Accordingly, a steel casing, perforated in the bottom section closest to the magma, was cemented into the well. The hole was then allowed to heat slowly and eventually allowed to flow superheated steam for the next two years, until July 2012, when it was closed down in order to replace some of the surface equipment.

“In the future, the success of this drilling and research project could lead to a revolution in the energy efficiency of high-temperature geothermal areas worldwide,” Elders said.

He added that several important milestones were achieved in this project: despite some difficulties, the project was able to drill down into the molten magma and control it; it was possible to set steel casing in the bottom of the hole; allowing the hole to blow superheated, high-pressure steam for months at temperatures exceeding 450 C, created a world record for geothermal heat (this well was the hottest in the world and one of the most powerful); steam from the IDDP-1 well could be fed directly into the existing power plant at Krafla; and the IDDP-1 demonstrated that a high-enthalpy geothermal system could be successfully utilized.

“Essentially, the IDDP-1 created the world’s first magma-enhanced geothermal system,” Elders said. “This unique engineered geothermal system is the world’s first to supply heat directly from a molten magma.”

Elders explained that in various parts of the world so-called enhanced or engineered geothermal systems are being created by pumping cold water into hot dry rocks at 4-5 kilometers depths. The heated water is pumped up again as hot water or steam from production wells. In recent decades, considerable effort has been invested in Europe, Australia, the United States, and Japan, with uneven, and typically poor, results.
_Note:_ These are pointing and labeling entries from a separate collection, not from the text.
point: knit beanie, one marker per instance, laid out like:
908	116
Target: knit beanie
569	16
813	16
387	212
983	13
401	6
“Although the IDDP-1 hole had to be shut in, the aim now is to repair the well or to drill a new similar hole,” Elders said. “The experiment at Krafla suffered various setbacks that tried personnel and equipment throughout. However, the process itself was very instructive, and, apart from scientific articles published in Geothermics, comprehensive reports on practical lessons learned are nearing completion.”
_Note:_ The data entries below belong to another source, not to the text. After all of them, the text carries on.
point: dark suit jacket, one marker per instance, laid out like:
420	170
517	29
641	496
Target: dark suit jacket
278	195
The IDDP is a collaboration of three energy companies – HS Energy Ltd., National Power Company and Reykjavik Energy – and a government agency, the National Energy Authority of Iceland. It will drill the next borehole, IDDP-2, in southwest Iceland at Reykjanes in 2014-2015. From the onset, international collaboration has been important to the project, and in particular a consortium of U.S. scientists, coordinated by Elders, has been very active, authoring several research papers in the special issue of Geothermics.